All of lore.kernel.org
 help / color / mirror / Atom feed
From: Adrian Hunter <ext-adrian.hunter@nokia.com>
To: ext Ram <vshrirama@gmail.com>
Cc: linux-mtd@lists.infradead.org
Subject: Re: nand tests causes "uninterruptible sleep"
Date: Wed, 02 Apr 2008 10:26:31 +0300	[thread overview]
Message-ID: <47F33527.7030709@nokia.com> (raw)
In-Reply-To: <8bf247760804010907q7a04c212wf437acfd5e44e937@mail.gmail.com>

Ram wrote:
> Hi,
>   I am using linux 2.6.22. I am testing my nand driver/nand device.
>   I am using a arm based processor.
> 
>   To test my nand device, i am using fs-tests package that comes
>   with mtd-utils git tree.
> 
>   These are standard filesystem regression tests.
> 
>   I am running the test to test a particular partition.
> 
>   During one of the tests: The test process hangs.
>   When i do a ps -eal i get a -D against that process.
>   That particular process remains in that state forever.
> 
>   I have eliminated all the infinte loops (checks for busy/read pin/nand reset)
>   in my nand driver. I have tried to put debug prints to print
> failures in my nand
>   device. I dont see any failure prints when i run the tests.
> 
>   I tried doing "echo t > /proc/sysrq-trigger" i am appending the results.
> 
>   Basically, i am trying to isolate the code that is causing the process
>   to go into an uniterruptible sleep state.
> 
>   It is to be noted that - When the fs-tests process has gone into
> "uninterruptible
>   sleep state" accessing the partion under test makes that process
>   also go into the uninterruptible sleep state"
> 
>   What i am trying to say is - If i try to copy something to the
> "partition under test"
>   that process (cp) also goes into that state.
> 
>   In other words,  Once the fs-test process goes into -D state
> ("uninterruptible sleep state")
>   I cannot access the partition under test.
> 
>   However, i can access other partitions in the nand device without
> any problem.
> 
>    I need some suggestions/advices to debug the issue.

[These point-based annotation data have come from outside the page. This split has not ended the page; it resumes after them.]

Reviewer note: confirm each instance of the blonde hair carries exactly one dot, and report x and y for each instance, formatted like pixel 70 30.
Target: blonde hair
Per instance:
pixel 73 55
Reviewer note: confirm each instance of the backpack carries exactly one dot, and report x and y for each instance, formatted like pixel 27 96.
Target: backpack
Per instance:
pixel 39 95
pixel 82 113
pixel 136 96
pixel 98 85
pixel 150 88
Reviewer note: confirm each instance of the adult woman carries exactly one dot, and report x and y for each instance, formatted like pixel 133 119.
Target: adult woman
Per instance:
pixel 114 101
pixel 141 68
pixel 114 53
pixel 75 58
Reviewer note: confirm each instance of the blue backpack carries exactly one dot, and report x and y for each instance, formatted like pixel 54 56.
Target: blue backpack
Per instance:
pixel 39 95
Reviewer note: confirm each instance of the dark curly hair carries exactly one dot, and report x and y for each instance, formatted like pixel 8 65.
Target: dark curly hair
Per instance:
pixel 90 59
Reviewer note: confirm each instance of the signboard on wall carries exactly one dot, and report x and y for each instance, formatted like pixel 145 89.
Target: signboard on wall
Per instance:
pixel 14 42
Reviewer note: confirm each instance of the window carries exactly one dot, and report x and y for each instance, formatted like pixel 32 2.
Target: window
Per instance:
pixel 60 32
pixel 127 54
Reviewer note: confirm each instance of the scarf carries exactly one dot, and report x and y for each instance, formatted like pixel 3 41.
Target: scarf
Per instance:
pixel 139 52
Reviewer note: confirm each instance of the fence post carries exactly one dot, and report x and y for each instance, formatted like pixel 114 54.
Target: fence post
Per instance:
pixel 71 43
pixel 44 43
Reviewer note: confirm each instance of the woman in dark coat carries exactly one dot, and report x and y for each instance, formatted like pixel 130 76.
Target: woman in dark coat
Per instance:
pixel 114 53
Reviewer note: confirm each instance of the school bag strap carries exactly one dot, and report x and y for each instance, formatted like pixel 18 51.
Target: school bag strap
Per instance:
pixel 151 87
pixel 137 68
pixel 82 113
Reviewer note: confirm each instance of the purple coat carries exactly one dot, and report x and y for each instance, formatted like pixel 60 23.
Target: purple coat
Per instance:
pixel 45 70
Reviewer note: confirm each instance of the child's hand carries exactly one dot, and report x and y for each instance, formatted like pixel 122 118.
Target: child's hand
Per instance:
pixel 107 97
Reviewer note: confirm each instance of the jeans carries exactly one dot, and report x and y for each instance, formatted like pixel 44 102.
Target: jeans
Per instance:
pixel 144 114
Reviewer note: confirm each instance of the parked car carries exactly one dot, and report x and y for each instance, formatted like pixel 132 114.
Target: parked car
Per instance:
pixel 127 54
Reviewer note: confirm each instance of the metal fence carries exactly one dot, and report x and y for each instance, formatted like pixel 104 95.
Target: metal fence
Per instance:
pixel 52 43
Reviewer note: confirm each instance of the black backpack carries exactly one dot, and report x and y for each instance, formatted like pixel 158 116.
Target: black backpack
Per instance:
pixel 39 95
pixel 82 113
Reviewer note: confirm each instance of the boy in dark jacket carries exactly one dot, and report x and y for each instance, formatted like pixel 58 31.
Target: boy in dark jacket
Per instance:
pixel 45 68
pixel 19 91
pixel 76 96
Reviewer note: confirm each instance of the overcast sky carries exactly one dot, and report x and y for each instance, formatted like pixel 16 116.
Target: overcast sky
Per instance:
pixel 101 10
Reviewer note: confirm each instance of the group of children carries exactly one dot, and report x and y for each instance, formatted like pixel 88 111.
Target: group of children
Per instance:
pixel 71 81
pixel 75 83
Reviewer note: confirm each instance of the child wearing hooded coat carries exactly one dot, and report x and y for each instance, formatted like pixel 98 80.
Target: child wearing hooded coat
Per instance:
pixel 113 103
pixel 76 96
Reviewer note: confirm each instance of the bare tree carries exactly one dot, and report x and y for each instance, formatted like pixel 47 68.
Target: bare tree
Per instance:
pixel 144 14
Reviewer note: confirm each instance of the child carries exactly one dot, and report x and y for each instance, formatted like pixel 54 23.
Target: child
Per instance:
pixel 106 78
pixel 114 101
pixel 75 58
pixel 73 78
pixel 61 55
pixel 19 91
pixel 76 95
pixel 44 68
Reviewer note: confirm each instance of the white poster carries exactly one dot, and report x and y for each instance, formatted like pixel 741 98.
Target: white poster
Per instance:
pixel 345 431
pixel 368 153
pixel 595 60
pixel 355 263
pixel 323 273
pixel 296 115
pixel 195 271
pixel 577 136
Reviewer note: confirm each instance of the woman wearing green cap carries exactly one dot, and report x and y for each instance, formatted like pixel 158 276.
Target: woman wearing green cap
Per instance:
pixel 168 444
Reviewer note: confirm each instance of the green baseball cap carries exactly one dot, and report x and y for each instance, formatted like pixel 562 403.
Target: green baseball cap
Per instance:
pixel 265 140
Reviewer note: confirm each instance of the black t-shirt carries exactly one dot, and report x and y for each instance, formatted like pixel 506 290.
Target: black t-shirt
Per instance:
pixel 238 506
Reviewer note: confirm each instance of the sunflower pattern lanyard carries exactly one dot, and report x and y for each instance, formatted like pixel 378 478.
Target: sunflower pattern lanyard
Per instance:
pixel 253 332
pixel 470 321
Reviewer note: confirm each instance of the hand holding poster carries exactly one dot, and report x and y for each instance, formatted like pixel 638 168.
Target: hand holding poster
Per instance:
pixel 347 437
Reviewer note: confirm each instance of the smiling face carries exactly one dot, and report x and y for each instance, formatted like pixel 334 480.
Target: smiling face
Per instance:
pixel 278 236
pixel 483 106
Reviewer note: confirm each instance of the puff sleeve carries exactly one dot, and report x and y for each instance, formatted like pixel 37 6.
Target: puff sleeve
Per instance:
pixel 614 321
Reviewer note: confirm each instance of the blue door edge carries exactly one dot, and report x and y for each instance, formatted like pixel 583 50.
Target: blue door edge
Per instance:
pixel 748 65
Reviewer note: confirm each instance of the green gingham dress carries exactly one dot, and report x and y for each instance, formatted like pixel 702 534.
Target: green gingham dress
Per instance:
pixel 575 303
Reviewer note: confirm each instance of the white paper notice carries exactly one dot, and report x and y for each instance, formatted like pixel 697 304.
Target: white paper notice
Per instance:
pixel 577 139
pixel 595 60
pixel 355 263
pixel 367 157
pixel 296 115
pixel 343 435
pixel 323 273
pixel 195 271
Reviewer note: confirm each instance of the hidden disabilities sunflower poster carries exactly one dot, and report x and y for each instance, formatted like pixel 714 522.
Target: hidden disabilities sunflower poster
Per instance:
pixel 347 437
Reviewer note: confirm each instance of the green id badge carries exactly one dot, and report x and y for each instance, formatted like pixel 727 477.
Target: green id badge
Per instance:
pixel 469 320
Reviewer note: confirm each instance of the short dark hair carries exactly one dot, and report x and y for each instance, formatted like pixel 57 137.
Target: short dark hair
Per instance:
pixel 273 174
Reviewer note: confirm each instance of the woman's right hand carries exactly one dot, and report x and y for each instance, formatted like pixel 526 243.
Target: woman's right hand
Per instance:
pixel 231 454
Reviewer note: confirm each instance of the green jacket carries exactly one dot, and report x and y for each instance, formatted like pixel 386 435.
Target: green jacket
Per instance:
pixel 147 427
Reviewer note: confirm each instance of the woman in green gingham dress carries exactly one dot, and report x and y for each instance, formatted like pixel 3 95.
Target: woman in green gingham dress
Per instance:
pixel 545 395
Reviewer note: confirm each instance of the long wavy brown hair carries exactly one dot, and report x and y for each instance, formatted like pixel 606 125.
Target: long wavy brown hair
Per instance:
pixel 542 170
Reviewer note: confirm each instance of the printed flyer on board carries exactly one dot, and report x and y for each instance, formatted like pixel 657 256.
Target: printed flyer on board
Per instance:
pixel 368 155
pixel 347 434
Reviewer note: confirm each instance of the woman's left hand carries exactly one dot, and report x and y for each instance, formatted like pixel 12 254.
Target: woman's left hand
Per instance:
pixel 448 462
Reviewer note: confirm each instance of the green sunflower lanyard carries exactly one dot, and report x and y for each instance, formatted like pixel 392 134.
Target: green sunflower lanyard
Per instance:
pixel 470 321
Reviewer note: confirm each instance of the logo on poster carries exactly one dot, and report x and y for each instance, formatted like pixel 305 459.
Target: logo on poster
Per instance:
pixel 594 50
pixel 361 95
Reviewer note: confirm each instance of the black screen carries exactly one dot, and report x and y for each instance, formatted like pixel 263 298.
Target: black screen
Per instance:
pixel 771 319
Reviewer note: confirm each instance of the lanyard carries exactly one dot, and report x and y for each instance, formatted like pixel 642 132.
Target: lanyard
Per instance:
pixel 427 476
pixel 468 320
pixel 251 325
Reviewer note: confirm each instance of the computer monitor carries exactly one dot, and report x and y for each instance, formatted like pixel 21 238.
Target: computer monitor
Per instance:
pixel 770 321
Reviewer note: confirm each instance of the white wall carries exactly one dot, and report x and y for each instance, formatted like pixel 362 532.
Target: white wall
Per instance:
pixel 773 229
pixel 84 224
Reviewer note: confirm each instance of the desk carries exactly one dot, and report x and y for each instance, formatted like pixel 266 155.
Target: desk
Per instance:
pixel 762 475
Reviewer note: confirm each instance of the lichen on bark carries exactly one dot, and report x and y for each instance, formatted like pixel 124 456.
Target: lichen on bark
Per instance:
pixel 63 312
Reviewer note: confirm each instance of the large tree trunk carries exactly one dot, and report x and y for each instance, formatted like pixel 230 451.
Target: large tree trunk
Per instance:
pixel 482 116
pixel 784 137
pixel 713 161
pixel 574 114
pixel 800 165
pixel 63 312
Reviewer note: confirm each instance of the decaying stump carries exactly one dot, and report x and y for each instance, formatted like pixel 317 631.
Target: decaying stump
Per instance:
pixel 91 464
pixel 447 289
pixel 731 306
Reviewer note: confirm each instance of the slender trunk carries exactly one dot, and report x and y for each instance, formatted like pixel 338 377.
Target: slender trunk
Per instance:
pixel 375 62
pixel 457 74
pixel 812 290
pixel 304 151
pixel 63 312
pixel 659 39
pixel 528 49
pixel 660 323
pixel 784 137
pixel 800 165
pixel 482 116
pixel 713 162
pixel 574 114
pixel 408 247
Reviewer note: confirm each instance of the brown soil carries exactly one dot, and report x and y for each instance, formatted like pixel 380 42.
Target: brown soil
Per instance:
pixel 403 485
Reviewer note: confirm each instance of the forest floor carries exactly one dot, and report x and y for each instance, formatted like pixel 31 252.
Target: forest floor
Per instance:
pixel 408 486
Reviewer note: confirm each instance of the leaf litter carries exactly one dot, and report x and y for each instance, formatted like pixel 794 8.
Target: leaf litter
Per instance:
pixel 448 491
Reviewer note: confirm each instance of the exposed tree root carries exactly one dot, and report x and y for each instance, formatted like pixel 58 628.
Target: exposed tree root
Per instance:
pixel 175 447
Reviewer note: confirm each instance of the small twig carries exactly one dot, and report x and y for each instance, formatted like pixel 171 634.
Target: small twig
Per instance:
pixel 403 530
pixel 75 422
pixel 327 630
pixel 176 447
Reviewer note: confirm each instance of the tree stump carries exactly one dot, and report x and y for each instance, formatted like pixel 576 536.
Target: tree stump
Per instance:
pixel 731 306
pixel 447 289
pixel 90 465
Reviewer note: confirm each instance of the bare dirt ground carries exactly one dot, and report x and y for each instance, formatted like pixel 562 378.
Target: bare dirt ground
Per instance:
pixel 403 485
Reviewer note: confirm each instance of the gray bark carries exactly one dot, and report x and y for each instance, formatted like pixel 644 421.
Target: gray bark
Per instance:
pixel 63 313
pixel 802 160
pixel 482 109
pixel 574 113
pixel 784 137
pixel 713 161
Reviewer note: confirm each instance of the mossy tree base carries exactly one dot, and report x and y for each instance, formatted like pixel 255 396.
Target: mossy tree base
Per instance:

>    How does one debug such a issue.
> 
>   please advice.
> 
> Thanks and Regards,
>   sriram
> 
> 
> 
> 
> Output of echo t > /proc/sysrq-trigger
> -----------------------------------------------------
> 
> 
> 
> test_2        D C022BB54     0   267    248 (NOTLB)
> [<c022b620>] (schedule+0x0/0x608) from [<c022c434>] (io_schedule+0x2c/0x48)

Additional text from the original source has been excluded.